Non siamo amici. Non stiamo insieme. Non sappiamo cosa siamo. Per tutto il resto del Mondo, ci conosciamo appena, o non ci conosciamo proprio.
Ognuno ha la sua vita, una volta scesi di macchina o usciti dalla porta di casa mia. Ma quello che siamo, qualunque cosa sia, mi piace, da morire. C'è un legame segreto profondo, così profondo che a tratti tronca il fiato, in particolar modo quando mi giro e i nostri sguardi e sorrisi si incrociano. E' l'amore della nostra vita, forse.
Non dovrei pensarlo.
Non dovremmo farlo, secondo il pensare comune.
Nemmeno il Duetto dovrebbe superare il limite di velocità così agevolmente come fa tra le mie mani di pilota esperto.
Non dovremmo fare tante cose secondo le comuni convenzioni, ma le facciamo.
E insomma, dopo un pomeriggio a fare "marito e moglie" fuori dalle rotte comuni dei Colligiani e Poggibonsesi si rientra.
La mia brava psicologa, a cui non piacerei nemmeno da lontano per il mio incarnare lo stereotipo della persona affermata, con la macchina grande, con l'eccessiva ricerca di conferme mascherata da persona solida, forte, che però prima o poi crolla, direbbe che avrei dovuto cedere il volante e smettere di sobbarcarmi le esigenze altrui. E' il mio difetto più grave, la causa di fondo di tutti i mali.
Devo imparare a cedere il volante, in effetti.

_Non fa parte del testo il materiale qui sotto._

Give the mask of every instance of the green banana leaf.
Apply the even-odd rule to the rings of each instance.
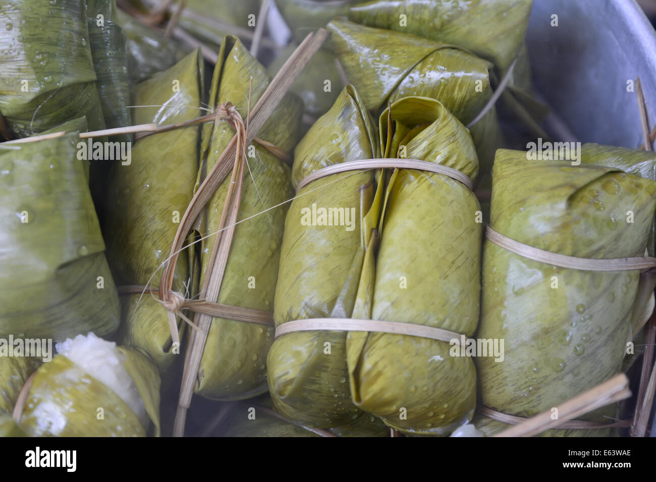
[[[27,437],[11,415],[0,413],[0,437]]]
[[[328,165],[379,154],[376,128],[348,85],[298,143],[293,182],[297,185],[308,174]],[[351,317],[365,251],[360,228],[364,231],[363,218],[373,204],[374,182],[372,171],[356,171],[323,178],[297,193],[281,249],[274,306],[276,326],[305,318]],[[345,210],[358,207],[358,228],[303,226],[301,209],[313,204]],[[377,214],[373,216],[375,222]],[[274,342],[267,358],[269,389],[285,418],[328,428],[346,427],[368,416],[351,401],[346,335],[305,331]]]
[[[505,150],[497,153],[493,178],[491,226],[508,237],[582,258],[645,253],[656,208],[651,180],[613,167],[527,161],[525,151]],[[557,268],[485,241],[476,336],[503,339],[505,355],[502,363],[476,359],[482,404],[531,416],[617,373],[638,275]],[[607,422],[606,413],[583,418]]]
[[[264,407],[265,409],[262,409]],[[232,405],[230,412],[220,426],[222,437],[321,437],[308,427],[289,422],[281,415],[269,412],[271,399],[264,396]],[[369,416],[375,424],[352,430],[328,429],[337,437],[389,437],[390,429],[382,421]]]
[[[32,357],[0,356],[0,414],[11,414],[20,389],[40,365]]]
[[[651,151],[584,144],[581,149],[581,161],[583,164],[617,167],[625,172],[656,181],[656,154]],[[649,239],[647,243],[647,252],[650,256],[656,255],[655,233],[656,223],[652,220]],[[634,329],[643,319],[649,317],[650,315],[649,313],[646,313],[646,310],[649,309],[649,298],[653,293],[655,287],[656,277],[647,276],[640,281],[632,317],[632,325]]]
[[[132,125],[125,33],[116,24],[116,0],[88,0],[87,22],[96,87],[107,129]],[[100,18],[98,16],[102,16]],[[128,142],[129,134],[115,136]]]
[[[459,47],[343,19],[331,22],[328,29],[349,82],[374,115],[389,102],[420,96],[437,99],[466,125],[492,96],[492,64]],[[485,172],[503,144],[495,108],[472,127],[471,134],[481,172]]]
[[[0,112],[18,136],[82,115],[104,128],[85,15],[79,0],[0,7]]]
[[[295,182],[326,165],[381,152],[396,157],[403,151],[409,157],[443,164],[475,178],[478,165],[471,138],[442,104],[404,98],[392,104],[391,112],[391,125],[386,110],[380,116],[376,146],[377,136],[362,103],[347,87],[297,147]],[[371,171],[335,174],[298,193],[285,224],[276,325],[354,317],[473,334],[480,289],[476,197],[449,178],[411,170],[396,171],[386,182],[379,173],[374,195],[374,178]],[[329,190],[322,189],[328,185]],[[360,207],[361,230],[306,227],[302,209],[313,205]],[[445,218],[451,222],[444,222]],[[377,226],[380,243],[375,259],[371,230]],[[436,255],[447,245],[443,254]],[[436,319],[445,311],[457,314]],[[276,340],[269,353],[270,389],[285,418],[310,426],[348,426],[360,418],[359,407],[407,433],[447,435],[470,419],[476,403],[473,363],[448,356],[449,351],[443,342],[404,335],[291,333]],[[400,411],[407,417],[400,417],[406,414]]]
[[[138,124],[173,124],[200,117],[203,95],[200,50],[140,83],[134,111]],[[180,219],[192,199],[198,171],[199,125],[155,134],[138,140],[129,165],[116,163],[108,181],[105,239],[108,258],[123,285],[157,287],[161,264]],[[173,289],[188,296],[189,260],[180,253]],[[164,376],[179,358],[173,346],[167,311],[148,292],[123,298],[121,343],[142,349]],[[184,327],[180,326],[182,334]]]
[[[283,50],[269,66],[269,74],[273,76],[277,73],[297,47],[292,43]],[[344,87],[335,67],[335,54],[320,49],[289,89],[303,100],[305,111],[313,117],[327,112]]]
[[[215,0],[188,0],[178,24],[201,42],[218,49],[224,37],[236,33],[234,27],[253,31],[258,22],[264,21],[258,18],[258,0],[239,0],[222,7],[218,8]]]
[[[189,53],[188,49],[174,40],[140,23],[123,10],[118,10],[116,22],[125,33],[127,71],[132,83],[142,82],[166,70]]]
[[[226,37],[221,43],[219,62],[214,71],[210,105],[232,102],[246,119],[251,79],[252,108],[268,87],[270,77],[238,39]],[[291,151],[298,140],[302,111],[300,99],[287,93],[258,133],[258,138]],[[203,152],[206,157],[200,171],[201,180],[214,166],[234,134],[233,128],[223,120],[214,124],[211,132],[205,130]],[[253,142],[249,146],[247,161],[239,224],[218,299],[211,301],[271,311],[287,208],[285,201],[292,197],[293,191],[288,166],[259,144]],[[201,282],[215,237],[209,235],[217,231],[230,182],[228,176],[203,214],[201,233],[209,237],[201,247]],[[265,392],[266,353],[272,340],[272,327],[215,318],[201,360],[195,393],[213,399],[234,400]]]
[[[119,304],[78,159],[79,132],[0,145],[0,334],[63,340],[118,328]],[[16,273],[20,275],[16,277]]]
[[[348,9],[366,0],[277,0],[276,5],[291,29],[294,39],[302,41],[308,34],[325,27],[335,17],[342,16]]]
[[[406,97],[390,108],[392,125],[388,110],[380,115],[384,157],[398,157],[396,147],[405,146],[408,157],[476,178],[478,162],[471,138],[443,105]],[[413,170],[396,171],[386,191],[373,296],[365,317],[471,336],[480,292],[482,224],[475,219],[480,209],[476,196],[451,178]],[[474,364],[451,356],[449,344],[355,332],[346,348],[354,401],[388,425],[411,434],[444,435],[471,418]],[[401,407],[405,418],[400,417]]]
[[[145,437],[159,433],[159,377],[150,359],[119,347],[148,420],[141,419],[106,385],[58,355],[37,371],[18,422],[31,437]],[[102,411],[100,409],[102,409]]]
[[[375,0],[352,8],[348,18],[455,44],[505,71],[523,44],[532,5],[533,0]]]
[[[498,79],[516,58],[498,105],[506,134],[523,145],[527,139],[548,138],[539,126],[548,108],[534,98],[524,41],[532,5],[533,0],[375,0],[352,8],[348,16],[363,25],[458,45],[493,62]]]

L'ho già fatto una volta. Forse due. Ma ero stanco, avevo fatto quasi 1000km in un giorno, e la macchina era la Mito Rossa, autrice di tante belle Missioni Eroiche. Faticavo a contenere l'esuberanza del motore turbo a causa del cambio, meraviglioso, che aveva la sesta marcia di potenza e non di riposo. Roba per pochi.
Era una cessione indispensabile e bofonchiante, dovuta ad esigenze fisiche.
E allora la guardo, incrocio il suo sguardo e il suo sorriso meraviglioso e, scalando in quarta marcia, rallentando, mentre Mike Francis porta in fondo quella lungagnata di canzone che dura 7 minuti, che è "Let Me In".
Sono pronto: "Amore,vuoi guidare te?".
Dopo quasi 41 anni sono riuscito a cedere il volante, e ad allontanare le mie ansie di controllo.
Si siede, le insegno a mettere la seconda marcia come si deve, in quel cambio duro e anziano.
Si vede una prospettiva diversa dal sedile di destra, che non avevo mai provato. Il sedile di destra nella MIA macchina è accogliente, rilassante, comodo.
Il Duetto sembra contento di avere una storia da raccontare, in 9 anni di vita accanto a me.
Il sorriso di lei, di una felicità autentica come poche, è la mia più grande soddisfazione degli ultimi anni.
Quel giorno ho imparato a stare seduto in una posizione diversa, a vedere il Mondo da trasportato e non da trasportatore.
Mi sentivo invincibile, perché eravamo finalmente accanto, come due persone che non pensano ad altro.
Credevo di avercela fatta, di aver portato la vittoria dalla mia parte, di essere pronto ad affrontare il suo cambiamento a testa alta.
Pochi giorni dopo, sarei diventato il suo "Pilota preferito", roba che nemmeno Senna e Prost ai tempi.
E invece no. Dopo i "Passi avanti" ci sono quelli indietro.
SS223, 120km/h. Torno dal Tribunale di Grosseto. Piove, in un afoso giorno di giugno dopo il mio quarantunesimo compleanno. Il Duetto è stato soppiantato dall'Enterprise. Il mio inguaribile ottimismo è stato soppiantato dall'ansia. Gli A-ha soppiantati da un pezzo lounge di Stephane deschezeaux, che mi riempie di tonfi le orecchie.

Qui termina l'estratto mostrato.